Nationale Impfempfehlungen fußen auf Entscheidungen, die sich die Länder wohl noch nicht gern von der EU abnehmen lassen. Dennoch findet Zusammenarbeit statt, vor allem bei der Erhebung wissenschaftlicher Evidenz und dem Austausch darüber. In der Vergangenheit haben übrigens viele europäische Länder von der sorgfältigen Arbeit der Stiko und des RKI profitiert. Unsere Begründungspapiere umfassen ja meist 50 bis 60 Seiten, mit umfangreichem Literaturverzeichnis. Beispiele dafür aus jüngerer Vergangenheit sind Empfehlungen für Impfungen gegen Gürtelrose, Pneumokokken, Rotavirus.

Wie viel zeitlichen Vorlauf haben diese Empfehlungen?
Meist liegen eineinhalb bis zweieinhalb Jahre zwischen dem Beginn der Beratung in einer Arbeitsgruppe und der Empfehlung durch die Stiko. Es kann auch passieren, dass in einem solchen Prozess eine Impfung nicht empfohlen wird, etwa vor Jahren der Lebend-Impfstoff gegen Gürtelrose. Inzwischen haben wir einen von der Stiko empfohlenen Tot-Impfstoff.

Wie haben Sie es geschafft, bei Covid so viel schneller zu sein?
Durch viel mehr Arbeit aller Beteiligten! Wir ehrenamtlichen Stiko-Mitglieder haben uns neben unserer Arbeit in unseren normalen Berufen, die ja die Grundlage für unsere jeweiligen fachlichen Blickwinkel auf Impfungen bilden, teilweise wöchentlich online getroffen, zusätzlich viele Studien gelesen und Texte redigiert. Außerdem hatten wir großartige Unterstützung aus der kleinen RKI-Geschäftsstelle der Stiko. Inzwischen sind dort zusätzliche Ressourcen geschaffen worden in Form von wissenschaftlichen Mitarbeiter:innen und Modellierern, die wir für unsere Entscheidungen dringend brauchen. Man muss aber auch sagen, dass in den letzten zwei Jahren wegen der Covid-Pandemie bei uns sehr viel Arbeit zu anderen Impfungen liegen geblieben ist.

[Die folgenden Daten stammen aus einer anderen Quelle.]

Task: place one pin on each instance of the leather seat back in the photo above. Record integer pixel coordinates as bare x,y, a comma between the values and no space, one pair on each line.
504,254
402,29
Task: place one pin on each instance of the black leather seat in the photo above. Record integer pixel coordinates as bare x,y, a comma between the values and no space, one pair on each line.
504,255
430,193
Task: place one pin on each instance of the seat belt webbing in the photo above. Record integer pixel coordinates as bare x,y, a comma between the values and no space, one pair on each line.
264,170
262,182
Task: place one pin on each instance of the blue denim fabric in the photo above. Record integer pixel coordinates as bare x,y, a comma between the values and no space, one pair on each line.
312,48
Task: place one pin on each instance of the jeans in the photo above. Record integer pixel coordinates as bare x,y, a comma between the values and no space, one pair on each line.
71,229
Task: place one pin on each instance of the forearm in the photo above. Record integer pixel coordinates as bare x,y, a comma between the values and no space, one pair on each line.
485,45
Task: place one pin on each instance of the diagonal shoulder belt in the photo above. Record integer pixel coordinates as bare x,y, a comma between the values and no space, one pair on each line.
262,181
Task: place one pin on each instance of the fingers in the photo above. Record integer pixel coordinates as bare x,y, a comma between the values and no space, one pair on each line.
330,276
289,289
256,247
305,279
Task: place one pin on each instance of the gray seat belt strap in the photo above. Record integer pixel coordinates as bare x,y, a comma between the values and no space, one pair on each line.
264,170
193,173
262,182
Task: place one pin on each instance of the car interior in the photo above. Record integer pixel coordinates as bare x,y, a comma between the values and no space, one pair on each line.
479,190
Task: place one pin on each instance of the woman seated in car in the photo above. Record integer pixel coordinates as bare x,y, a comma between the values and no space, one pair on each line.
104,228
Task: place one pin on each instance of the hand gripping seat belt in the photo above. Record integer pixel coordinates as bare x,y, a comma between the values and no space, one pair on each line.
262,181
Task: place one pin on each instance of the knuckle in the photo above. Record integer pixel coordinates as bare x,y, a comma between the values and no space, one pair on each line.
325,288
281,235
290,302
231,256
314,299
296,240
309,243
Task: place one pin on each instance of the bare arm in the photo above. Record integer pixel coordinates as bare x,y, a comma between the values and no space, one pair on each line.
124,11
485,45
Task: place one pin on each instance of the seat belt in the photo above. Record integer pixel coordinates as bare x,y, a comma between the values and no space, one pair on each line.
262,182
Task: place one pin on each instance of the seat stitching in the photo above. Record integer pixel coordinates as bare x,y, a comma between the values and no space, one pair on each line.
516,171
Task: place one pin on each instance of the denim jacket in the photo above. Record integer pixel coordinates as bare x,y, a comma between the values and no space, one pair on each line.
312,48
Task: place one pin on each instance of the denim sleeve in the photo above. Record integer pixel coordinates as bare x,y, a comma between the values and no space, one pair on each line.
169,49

Was wünschen Sie sich für die Zukunft, auch bei möglichen neuen Pandemien?
Eine bessere Erhebung und Verknüpfung von Daten, um schnell zu erfassen, wie sich die Krankheitslast verändert, und um Impfkomplikationen besser zuzuordnen. Für die Stiko wünsche ich mir genügend Valenzen, um auf alle Eventualitäten schnell reagieren zu können. Ehrlich gesagt wünsche ich mir auch weniger Schlagzeilen, die Konflikte zwischen Stiko und Politik hochspielen. In der Politik war man sich teilweise uneinig, hat auf Empfehlungen der Stiko gewartet und dieses Warten nicht gut ausgehalten. Ich habe aber die Hoffnung, dass die Pandemie zum gegenseitigen Verständnis beigetragen hat. Es geht ja auch darum, das Vertrauen zumindest bei einigen Impfskeptikern zurückzugewinnen.